This post is my first from the treehouse where I’ve been living for almost two months. I’m not sure what to say, which is often the case with these things, but I felt moved to write and I follow these impulses. Something always comes of them.

I don’t know what I’m doing here. It’s bright and beautiful and full of people I love who love me . . . and I feel glum and stifled, like all I’m doing is holding on. I mean, don’t get me wrong: I have many moments of joy and beauty and all that. I’ve come a long way from living in utter despair. I love living in a treehouse. I love my family — though we are cut from very different cloths — and the beautiful trees and skies and knowing I’ll probably bump into somebody I know or somebody else friendly and interesting whenever I wander town. I love going to movies alone in a cool theater with kombucha and a small popcorn that has all the stuff on it. Just . . . the overall feeling is one of waiting, of slogging through. I’m in the meantime. It’s a kind of purgatory.

In slightly more than two months, I’ll begin a two-day journey back to Ireland, where I will attend school for a year and perhaps settle in for the long haul. I’m sort of excited, but it’s hard to be exuberant about a place that hardly seemed real when I was there, much less a year, a string of temporary abodes, and many thousands of miles later. It’s hard to see through all the fog. Will it be as good, going back?

(. . . Will it be even better?, she dared to whisper. . . .)

I’m curious about what academia will be like again — how I will prowl among that stripe of thinkers, dreamers, and passionate wordsmiths at this stage in my life and in such a land. . . . I think it will be better than the first time. Much better.

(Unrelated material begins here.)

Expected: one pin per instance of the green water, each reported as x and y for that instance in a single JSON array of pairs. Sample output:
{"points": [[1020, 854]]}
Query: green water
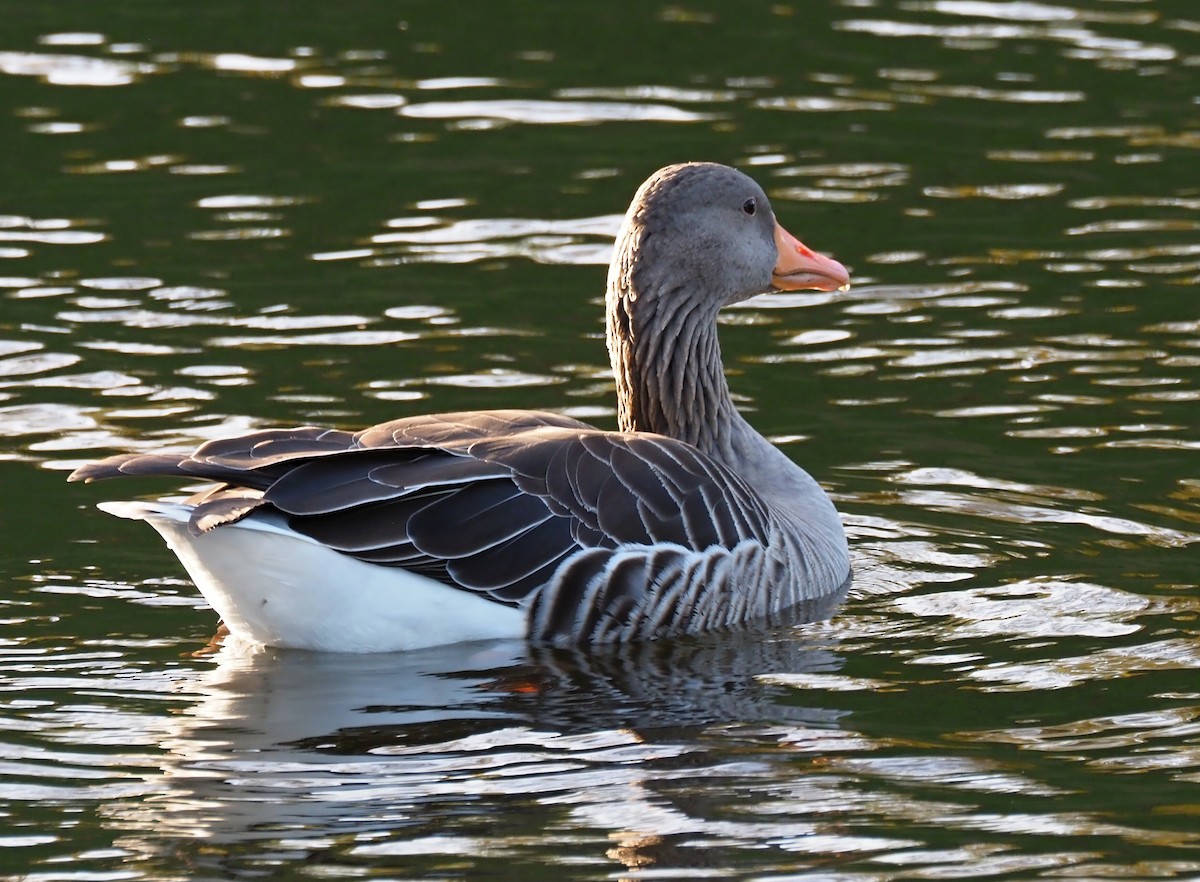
{"points": [[217, 216]]}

By the time I complete my studies — do you graduate again, with a graduate degree? — I ought to be ready to look for a regular job again, or some semblance thereof. I bet I could work full time at a desk again if I had to, especially in a place as magical as that, and chip away at my debts. Or maybe I’ll hole up in the wildest spot I can find there. With a cat. I could totally see myself as some small Irish town’s token crazy-American writer. Surely a town has lost theirs, or never had one and feels lacking. I have qualifications: I was a small Irish town’s pet Yank for six weeks last year. Those blissful weeks.

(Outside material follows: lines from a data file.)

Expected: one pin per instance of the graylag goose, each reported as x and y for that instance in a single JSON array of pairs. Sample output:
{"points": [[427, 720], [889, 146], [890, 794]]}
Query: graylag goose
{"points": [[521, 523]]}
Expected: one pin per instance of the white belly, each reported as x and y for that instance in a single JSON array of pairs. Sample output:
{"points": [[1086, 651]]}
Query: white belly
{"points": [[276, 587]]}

Speaking of cats, I went through a whole relationship yesterday: glances culminating in soft feelings, the tentative touches, the “this will never work” stage, followed by falling head over heels, the “surely this can work somehow” stage, and ultimately letting go with a broken heart. It was a kitten. I could have named it Solstice, I realized, being as how that’s the day this all happened, but I didn’t think of the name until today, so it got A354181. I probably still could suggest Solstice. Those people were nice. Maybe they’ll come to Solstice on their own, by the time A354181 is ready for adoption.

Anyway, this kitten had been among my grandma’s feral cats. It was by far the smallest, with eyes so goopy they sometimes stuck shut. Unlike with the other cats, you could sometimes pick it up and pet it. Skinny little thing. Wanted to play with the other kittens but always ended up on the edges of things, shouldered out, looking in. Often huddled face bent in the grass or on the patio, all alone when the others left. My cousin almost accidentally whacked it in the tall grass with a weedeater. It was probably one among a batch of tiny babies that barely escaped my uncle’s lawnmower not long after they were born.

Yesterday, after the weedeater near-miss, the kitten lay alone in the middle of the path to the back garden. It didn’t even seem interested in a piece of ham.

That was it: I called the animal shelter. Yes, they’d take a sickly stray.

I made a little nest in my second-favorite blanket for the baby and set it in the passenger seat. Off we went.

Within the first mile, the bugger of course crawled out of the blanket — luckily toward me, onto the emergency-brake lever. Grateful for an automatic transmission, I had a free hand with which to pick up the ball of . . . skin and bones. What was I to do? I plopped it onto my lap: where it stayed, calm except when we passed a lawnmower or when I fiddled with the controls. I stroked the baby almost constantly, reassuringly. It looked up at me with goopy hopeful-trustful eyes, as if to memorize the face of a kindness it had never known, and my heart melted right out of my chest, all over the kitten, and onto the floor.

I kept driving, though. The little thing clearly needed care I didn’t know how to give, so I couldn’t take it back to the treehouse just yet. Maybe the animal shelter would give me the lowdown on how to care for it.

When I got to the counter, I helpfully offered the intake girl my services in fostering the cat for up to two months . . . ?

No need, she said kindly. It would be fine.

But if it wasn’t adopted . . . ?

It would be adopted.

Oh. Okay.

I arranged my second-favorite blanket in a provided pet carrier and coaxed the little darling into it.

The girl took my number, and someone whisked the carrier away.

Goodbye, little Solstice. You will have a good life now.

I went back out into the parking lot. Hot day. Someone had written “Sadness” in the dust on the back window of the car next to mine. Right.

There was nothing for it but to drive away.

I ended up at the theater and saw The Book of Henry. It’s about a broken little hopeless creature who needs a new chance at life. I cried.